You assume non-continuity, so some open $O \subseteq Y$ so that $f^{-1}[O]$ is not open, so there is some $x$ with $f(x) \in O$ so that all balls around $x$ "stick out of" $f^{-1}[O]$. In fact what you need here in the proof is that $x$ has a countable local base of neighhbourhoods $U_n$ (we can assume it to be decerasing in $n$, as in the metric case, where we use $U_n = B_d(x,\frac1n)$ as the local base) so that the positive consequence of non-interior-ness of $x$ allows us to pick $x_n \in U_n \setminus f^{-1}[O]$ giving us a sequence converging to $x$ but the $f(x_n) \notin O$ so these do not converge to $f(x)$, which then contradicts the given of sequential continuity, so the assumption of non-contuity was wrong.

Only non-continuity gives us a concrete point to work with to start contradicting sequential continuity.

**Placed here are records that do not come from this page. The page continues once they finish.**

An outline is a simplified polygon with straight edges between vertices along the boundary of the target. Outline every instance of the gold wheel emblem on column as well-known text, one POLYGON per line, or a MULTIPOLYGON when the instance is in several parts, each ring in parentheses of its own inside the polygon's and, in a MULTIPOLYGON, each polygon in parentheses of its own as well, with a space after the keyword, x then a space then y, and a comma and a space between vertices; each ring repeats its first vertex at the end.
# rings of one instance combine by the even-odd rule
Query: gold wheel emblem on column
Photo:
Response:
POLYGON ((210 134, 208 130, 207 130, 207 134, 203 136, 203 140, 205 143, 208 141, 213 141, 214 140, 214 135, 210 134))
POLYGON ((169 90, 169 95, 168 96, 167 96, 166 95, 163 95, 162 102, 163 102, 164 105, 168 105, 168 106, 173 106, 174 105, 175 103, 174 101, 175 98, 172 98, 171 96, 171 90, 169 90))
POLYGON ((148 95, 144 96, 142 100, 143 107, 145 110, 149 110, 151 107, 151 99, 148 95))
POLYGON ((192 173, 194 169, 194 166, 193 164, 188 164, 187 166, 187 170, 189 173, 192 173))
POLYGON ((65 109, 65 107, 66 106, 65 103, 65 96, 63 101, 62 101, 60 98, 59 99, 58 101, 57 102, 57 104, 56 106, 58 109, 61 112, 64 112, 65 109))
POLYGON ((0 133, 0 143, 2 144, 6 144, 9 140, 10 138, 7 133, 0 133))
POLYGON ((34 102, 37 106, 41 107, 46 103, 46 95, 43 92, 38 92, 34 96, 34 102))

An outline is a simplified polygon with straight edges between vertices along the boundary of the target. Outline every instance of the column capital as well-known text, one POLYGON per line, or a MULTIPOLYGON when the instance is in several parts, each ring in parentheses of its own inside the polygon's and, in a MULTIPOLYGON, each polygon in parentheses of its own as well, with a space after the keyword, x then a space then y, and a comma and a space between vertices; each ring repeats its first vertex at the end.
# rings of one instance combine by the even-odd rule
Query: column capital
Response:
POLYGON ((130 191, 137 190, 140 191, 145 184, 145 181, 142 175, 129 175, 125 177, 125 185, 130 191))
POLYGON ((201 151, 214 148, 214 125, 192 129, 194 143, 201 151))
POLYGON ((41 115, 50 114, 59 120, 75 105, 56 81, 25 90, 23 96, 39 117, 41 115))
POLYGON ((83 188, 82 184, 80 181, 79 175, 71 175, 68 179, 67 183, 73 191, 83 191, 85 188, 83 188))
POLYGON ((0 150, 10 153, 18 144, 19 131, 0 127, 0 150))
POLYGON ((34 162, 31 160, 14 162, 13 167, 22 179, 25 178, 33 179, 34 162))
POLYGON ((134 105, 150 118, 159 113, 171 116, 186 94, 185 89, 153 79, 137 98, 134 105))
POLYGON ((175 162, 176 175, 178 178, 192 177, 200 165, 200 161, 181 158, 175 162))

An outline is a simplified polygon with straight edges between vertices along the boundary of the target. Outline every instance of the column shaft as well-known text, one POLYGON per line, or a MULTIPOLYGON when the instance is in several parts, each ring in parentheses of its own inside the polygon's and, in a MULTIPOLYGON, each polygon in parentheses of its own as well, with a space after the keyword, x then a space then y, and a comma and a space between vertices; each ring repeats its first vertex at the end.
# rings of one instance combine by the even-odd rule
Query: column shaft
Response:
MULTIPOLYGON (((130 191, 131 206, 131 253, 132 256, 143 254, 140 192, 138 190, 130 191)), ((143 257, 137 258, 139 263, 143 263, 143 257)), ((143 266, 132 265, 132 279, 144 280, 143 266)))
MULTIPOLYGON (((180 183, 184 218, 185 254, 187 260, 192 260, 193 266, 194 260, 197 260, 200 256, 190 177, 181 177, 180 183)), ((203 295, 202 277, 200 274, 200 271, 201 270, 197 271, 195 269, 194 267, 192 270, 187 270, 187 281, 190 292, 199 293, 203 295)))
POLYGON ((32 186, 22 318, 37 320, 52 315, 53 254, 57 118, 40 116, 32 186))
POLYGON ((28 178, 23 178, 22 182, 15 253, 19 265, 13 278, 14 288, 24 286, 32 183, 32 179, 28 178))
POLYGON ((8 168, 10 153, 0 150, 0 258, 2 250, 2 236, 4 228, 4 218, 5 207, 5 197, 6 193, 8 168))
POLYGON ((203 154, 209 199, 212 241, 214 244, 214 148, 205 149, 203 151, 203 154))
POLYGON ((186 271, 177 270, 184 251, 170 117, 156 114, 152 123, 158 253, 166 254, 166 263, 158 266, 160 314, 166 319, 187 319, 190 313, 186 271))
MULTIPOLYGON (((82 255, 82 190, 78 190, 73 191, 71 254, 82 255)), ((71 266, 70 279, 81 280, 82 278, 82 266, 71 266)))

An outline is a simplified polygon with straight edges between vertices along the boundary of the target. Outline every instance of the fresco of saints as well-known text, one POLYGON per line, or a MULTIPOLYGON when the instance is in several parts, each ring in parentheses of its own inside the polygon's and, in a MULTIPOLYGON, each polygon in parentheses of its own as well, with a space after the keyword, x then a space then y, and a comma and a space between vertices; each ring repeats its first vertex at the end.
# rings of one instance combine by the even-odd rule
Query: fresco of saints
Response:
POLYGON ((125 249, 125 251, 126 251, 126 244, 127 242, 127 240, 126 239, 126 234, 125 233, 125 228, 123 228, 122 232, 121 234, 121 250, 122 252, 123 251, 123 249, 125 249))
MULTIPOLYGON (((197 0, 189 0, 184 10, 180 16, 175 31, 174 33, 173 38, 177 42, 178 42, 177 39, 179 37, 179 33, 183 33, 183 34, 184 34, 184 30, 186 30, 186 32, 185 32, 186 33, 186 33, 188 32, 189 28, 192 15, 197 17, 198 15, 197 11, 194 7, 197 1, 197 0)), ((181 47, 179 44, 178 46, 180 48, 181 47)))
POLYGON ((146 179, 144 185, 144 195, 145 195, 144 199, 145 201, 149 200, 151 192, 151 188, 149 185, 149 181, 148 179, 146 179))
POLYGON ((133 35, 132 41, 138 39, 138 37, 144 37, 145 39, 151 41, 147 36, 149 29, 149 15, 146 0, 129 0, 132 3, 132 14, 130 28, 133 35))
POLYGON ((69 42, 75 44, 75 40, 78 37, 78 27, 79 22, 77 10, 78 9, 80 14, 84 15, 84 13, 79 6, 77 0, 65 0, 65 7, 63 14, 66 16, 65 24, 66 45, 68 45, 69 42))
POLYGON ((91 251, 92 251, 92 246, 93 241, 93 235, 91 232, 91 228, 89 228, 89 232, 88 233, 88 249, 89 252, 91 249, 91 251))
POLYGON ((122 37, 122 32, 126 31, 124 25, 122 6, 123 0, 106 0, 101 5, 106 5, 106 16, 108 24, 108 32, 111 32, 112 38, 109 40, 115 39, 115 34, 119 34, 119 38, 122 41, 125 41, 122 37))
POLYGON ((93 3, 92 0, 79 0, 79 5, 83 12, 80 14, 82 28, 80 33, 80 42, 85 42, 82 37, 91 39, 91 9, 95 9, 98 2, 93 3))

It's just in the nature of the definitions and their logical structure, as it were.

There is some work in the foundations of logic and constructism (where proofs from contradiction are not allowed) to show that continuity and sequential continuity are really logically different. In many branches of constructive maths (like intuitionism) you cannot even define a non-continuous function.

So yes, your proofs are correct, and follow the schedule I described. The converse can be extended even beyoud first countable spaces, to the realm of so-called sequential spaces (defined by the property that a sequentially closed set $F$ is always closed; $F$ is ssequentially closed when for all sequences $x_n$ with terms in $F$ we have $x_n \to x$, we can say $x \in F$, so it contains the limits of all its sequences). Try to generalise the converse to such spaces $X$. All first countable (and thus metric) spaces are sequential, but there are many more.